Mais l'entrepreneur de 54 ans n'attend pas grand-chose du plan de relance de l'exécutif.

"Moi, j'ai besoin de garanties de volume d'achats de la part de mes clients. Je n'ai aucune visibilité, on est complètement dans le flou".

Cauquil, labellisée "Industrie du futur", fabrique par exemple des trappes de réservoir de carburant pour Airbus 737 en titane, des portes d'issues de secours pour Bombardier, des crochets de porte du Boeing 737.

Pour Amine Seddik, employé depuis 2005, Cauquil "ne va pas pouvoir garder tout le monde". "Presque toutes les machines sont à l'arrêt, les commandes annulées. Si je perds mon travail, ça va être compliqué d'en retrouver, tout le secteur va débaucher, j'ai une famille, deux enfants", s'inquiète ce magasinier de 39 ans.

"On cherche des solutions pour l'éviter, mais on sait qu'on va devoir licencier. En septembre, il va y avoir une explosion de plans sociaux dans le secteur, prévoit le PDG. J'espère qu'on pourra les réembaucher, dès que l'activité reprendra".

En 2020, le patron de Cauquil tablait sur une bonne année et un chiffre d'affaires de 14 millions d'euros (contre 12,3 en 2019), mais il se situera finalement autour de 7 millions.

- "Reprise progressive" -

Il redoute surtout que les donneurs d'ordre contraignent les PME à baisser leurs prix, en dessous du seuil de rentabilité.

Le poids des sous-traitants est considérable dans l'aéronautique.
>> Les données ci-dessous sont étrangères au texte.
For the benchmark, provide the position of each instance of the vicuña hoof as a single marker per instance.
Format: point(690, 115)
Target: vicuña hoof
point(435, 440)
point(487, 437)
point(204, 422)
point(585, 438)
Un appareil de l'avionneur européen, souligne le président de la CCI Occitanie Alain Di Crescenzo, c'est 20 % fabriqué par Airbus et 80 % par les sous-traitants.

En Occitanie, Airbus commande chaque année pour 5 milliards d'euros à ses sous-traitants.

De gros sous-traitants comme Safran, Derichebourg, Daher envisagent des centaines de suppressions de postes, selon les syndicats.

"C’est une crise violente. Et l’activité ne reprendra que progressivement", prévient Carole Delga, présidente de la région Occitanie, où 200.000 emplois dépendent de l'aéronautique, dont 80.000 directs.

La filière aéronautique, à la croissance ininterrompue, créait 3.000 emplois chaque année en région toulousaine. A l'aide publique, souligne-t-elle, "il doit y avoir une contrepartie pour aller dans cette dynamique de l’+avion vert+, avec un impact environnement plus faible".

L'Etat compte "favoriser le regroupement de PME du secteur entre elles, pour être plus fortes", indique le député Nogal, "veiller à la protection de nos entreprises contre les prédations étrangères, car des PME sont approchées par des fonds d’investissement chinois, américains. L’objectif est de conserver ces pépites et leur savoir-faire technologique".

"Je suis optimiste, dit-il, il y aura une période difficile à passer, il faudra peut-être deux ans avant que le secteur retrouve une activité d'avant-crise".